Students at UBC had similar concerns. According to Eshana Bhangu, vice-president of the Alma Mater Society, said that a survey of nearly 8,000 students found that less than half were confident in the university’s return to campus plans. A strong majority – 82 per cent – of those planning to live in residence said that they would like to see a mandatory vaccination policy for those living on campus. Sixty per cent were concerned about COVID being spread in classrooms and lecture halls.
In a blog post published on Friday, UBC president Santa Ono said that the university had heard students’ concerns and was engaging with the provincial government.
“I have shared with the provincial government that I am supportive of mandatory indoor masking and vaccination,” Ono said, noting he believe both mandates would be “critical” to ensure confidence in safety at the university.
“Just as the Provincial Health Officer has mandated vaccination for all working in long term care facilities, I think we should do the same, at least in high-density residences and high contact circumstances such as Varsity athletics and theatre/music, in light of the surge in cases driven by the delta variant of SARS-CoV2.”

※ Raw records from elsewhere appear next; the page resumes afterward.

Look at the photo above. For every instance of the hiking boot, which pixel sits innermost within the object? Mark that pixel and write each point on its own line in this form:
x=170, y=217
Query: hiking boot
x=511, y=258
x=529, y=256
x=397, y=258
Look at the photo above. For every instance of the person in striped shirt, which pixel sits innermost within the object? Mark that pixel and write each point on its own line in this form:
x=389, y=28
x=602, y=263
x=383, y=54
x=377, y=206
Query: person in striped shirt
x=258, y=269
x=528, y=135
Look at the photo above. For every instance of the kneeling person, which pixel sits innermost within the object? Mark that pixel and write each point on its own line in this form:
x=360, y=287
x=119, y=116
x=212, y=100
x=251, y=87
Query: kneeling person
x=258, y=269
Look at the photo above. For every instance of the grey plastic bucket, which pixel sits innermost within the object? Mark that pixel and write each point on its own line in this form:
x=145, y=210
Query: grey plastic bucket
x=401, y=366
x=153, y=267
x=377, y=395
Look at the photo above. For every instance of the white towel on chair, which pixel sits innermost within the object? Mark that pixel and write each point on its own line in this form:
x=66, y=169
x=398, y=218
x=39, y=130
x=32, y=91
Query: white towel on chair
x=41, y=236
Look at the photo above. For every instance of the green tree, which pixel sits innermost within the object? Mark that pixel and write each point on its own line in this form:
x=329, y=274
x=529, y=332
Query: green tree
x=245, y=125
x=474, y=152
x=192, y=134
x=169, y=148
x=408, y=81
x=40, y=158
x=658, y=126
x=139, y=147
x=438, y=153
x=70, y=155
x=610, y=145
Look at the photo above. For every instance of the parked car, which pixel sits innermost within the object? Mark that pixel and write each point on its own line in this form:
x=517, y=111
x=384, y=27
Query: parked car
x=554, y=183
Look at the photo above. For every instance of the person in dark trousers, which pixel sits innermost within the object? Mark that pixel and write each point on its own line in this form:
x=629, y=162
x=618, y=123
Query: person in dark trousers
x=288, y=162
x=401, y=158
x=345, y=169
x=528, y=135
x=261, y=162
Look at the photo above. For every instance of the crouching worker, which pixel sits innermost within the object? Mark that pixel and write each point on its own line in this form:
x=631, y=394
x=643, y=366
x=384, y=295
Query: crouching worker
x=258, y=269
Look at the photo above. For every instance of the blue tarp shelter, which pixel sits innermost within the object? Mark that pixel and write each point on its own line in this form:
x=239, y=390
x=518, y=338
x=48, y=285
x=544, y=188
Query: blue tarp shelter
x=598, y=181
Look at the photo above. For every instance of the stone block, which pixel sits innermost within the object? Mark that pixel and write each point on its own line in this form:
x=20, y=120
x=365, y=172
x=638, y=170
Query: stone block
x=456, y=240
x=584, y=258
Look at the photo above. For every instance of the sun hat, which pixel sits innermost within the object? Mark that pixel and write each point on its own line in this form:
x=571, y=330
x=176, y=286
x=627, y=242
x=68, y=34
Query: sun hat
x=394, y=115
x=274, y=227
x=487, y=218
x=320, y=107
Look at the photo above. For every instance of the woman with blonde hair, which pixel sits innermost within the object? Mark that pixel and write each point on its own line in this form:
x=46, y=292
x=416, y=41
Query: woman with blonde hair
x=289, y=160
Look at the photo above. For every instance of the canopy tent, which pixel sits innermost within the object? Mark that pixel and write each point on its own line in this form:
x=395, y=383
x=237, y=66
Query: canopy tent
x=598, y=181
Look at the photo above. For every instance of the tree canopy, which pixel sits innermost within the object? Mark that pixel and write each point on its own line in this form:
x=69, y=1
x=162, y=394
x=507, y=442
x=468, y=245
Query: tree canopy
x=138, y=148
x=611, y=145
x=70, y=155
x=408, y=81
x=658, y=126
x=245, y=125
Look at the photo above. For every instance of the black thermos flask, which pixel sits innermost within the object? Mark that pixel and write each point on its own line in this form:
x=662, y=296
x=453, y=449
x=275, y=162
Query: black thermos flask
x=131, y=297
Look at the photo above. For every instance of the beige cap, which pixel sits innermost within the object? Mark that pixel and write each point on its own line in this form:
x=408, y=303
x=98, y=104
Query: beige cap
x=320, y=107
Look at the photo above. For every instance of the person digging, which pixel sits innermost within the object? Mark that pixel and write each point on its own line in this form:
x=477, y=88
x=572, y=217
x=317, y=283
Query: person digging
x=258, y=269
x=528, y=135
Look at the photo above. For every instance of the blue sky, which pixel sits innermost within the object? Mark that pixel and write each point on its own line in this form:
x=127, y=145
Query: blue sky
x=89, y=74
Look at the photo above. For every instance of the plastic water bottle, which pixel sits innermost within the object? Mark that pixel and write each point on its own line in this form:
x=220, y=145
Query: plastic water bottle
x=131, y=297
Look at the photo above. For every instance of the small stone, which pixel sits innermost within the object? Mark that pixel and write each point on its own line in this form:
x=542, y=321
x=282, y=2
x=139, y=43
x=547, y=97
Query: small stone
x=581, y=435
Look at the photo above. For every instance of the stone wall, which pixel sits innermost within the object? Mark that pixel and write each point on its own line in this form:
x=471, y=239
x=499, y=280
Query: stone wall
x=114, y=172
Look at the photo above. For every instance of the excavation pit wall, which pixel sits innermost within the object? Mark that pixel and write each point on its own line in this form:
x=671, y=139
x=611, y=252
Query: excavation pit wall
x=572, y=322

However, UBC has not moved to require vaccination staff, faculty or student on campuses, except for where face coverings are required by public health order in the Central Okanagan.
And neither have a series of post-secondary institutions in B.C.
Simon Fraser University, Thompson Rivers University, BCIT, Selkirk College, Vancouver Island University, the University of Northern B.C. and Kwantlen Polytechnic University have all said they will not require vaccinations.
The majority of these post=secondary institutions cited the province’s return-to-campus guidelines which state that the “COVID-19 vaccine will not be mandatory.”